The space was packed. There were parents on the sidelines, some, like me, continually checking their phone for news about the downfall of western civilization. Ok, maybe that was just me. But those very adult worries were swallowed up by what was going on in the room. What was going on in the room was this: a room full of about forty kids–all working together–in order to make things happen.

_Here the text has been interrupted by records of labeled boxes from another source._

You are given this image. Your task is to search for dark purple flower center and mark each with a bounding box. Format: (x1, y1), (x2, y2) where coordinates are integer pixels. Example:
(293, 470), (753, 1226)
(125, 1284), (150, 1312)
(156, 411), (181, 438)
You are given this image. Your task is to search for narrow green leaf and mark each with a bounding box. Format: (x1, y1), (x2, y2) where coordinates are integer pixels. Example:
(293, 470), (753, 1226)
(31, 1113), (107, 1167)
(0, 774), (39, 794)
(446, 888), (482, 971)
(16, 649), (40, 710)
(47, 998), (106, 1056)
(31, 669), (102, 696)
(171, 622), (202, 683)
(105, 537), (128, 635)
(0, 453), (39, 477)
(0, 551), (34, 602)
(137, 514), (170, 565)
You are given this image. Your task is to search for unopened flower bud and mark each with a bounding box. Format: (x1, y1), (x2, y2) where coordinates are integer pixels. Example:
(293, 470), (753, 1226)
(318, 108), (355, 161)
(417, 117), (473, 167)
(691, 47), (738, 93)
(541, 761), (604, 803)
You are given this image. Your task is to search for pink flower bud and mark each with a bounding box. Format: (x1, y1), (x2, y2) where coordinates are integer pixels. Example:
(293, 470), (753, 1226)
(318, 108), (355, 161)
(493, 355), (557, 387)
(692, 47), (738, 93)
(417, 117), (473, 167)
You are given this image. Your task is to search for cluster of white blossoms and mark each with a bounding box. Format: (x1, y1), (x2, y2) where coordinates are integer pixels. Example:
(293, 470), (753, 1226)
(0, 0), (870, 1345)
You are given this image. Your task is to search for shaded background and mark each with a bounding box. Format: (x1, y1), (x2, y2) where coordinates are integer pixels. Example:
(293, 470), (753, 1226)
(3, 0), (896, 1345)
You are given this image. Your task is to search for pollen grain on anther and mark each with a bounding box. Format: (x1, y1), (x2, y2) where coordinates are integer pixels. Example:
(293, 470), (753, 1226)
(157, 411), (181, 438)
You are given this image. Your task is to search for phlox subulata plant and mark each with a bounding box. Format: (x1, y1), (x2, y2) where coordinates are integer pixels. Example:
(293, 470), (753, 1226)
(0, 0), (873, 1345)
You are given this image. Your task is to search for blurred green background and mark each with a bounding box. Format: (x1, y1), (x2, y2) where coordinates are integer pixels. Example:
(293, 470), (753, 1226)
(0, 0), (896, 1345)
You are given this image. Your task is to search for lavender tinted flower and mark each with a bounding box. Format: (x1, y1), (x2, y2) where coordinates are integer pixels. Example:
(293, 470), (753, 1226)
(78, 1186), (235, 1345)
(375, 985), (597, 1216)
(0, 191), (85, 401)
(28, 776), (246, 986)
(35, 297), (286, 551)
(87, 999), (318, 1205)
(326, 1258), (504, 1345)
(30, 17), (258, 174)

There was a hodgepodge of languages, Danish, English, Spanish, Russian. There were toddlers pulling little cargo boats and kids in their early teens loading them up every time they ‘docked’. There were boys unloading and girls shoving more balls into the chutes to start the process all over again. And yet somehow these kids, who’d never spoken to one another or met one another, all worked together to move those balls from the København side of the room to the Singapore side. They were all working together for the greater good.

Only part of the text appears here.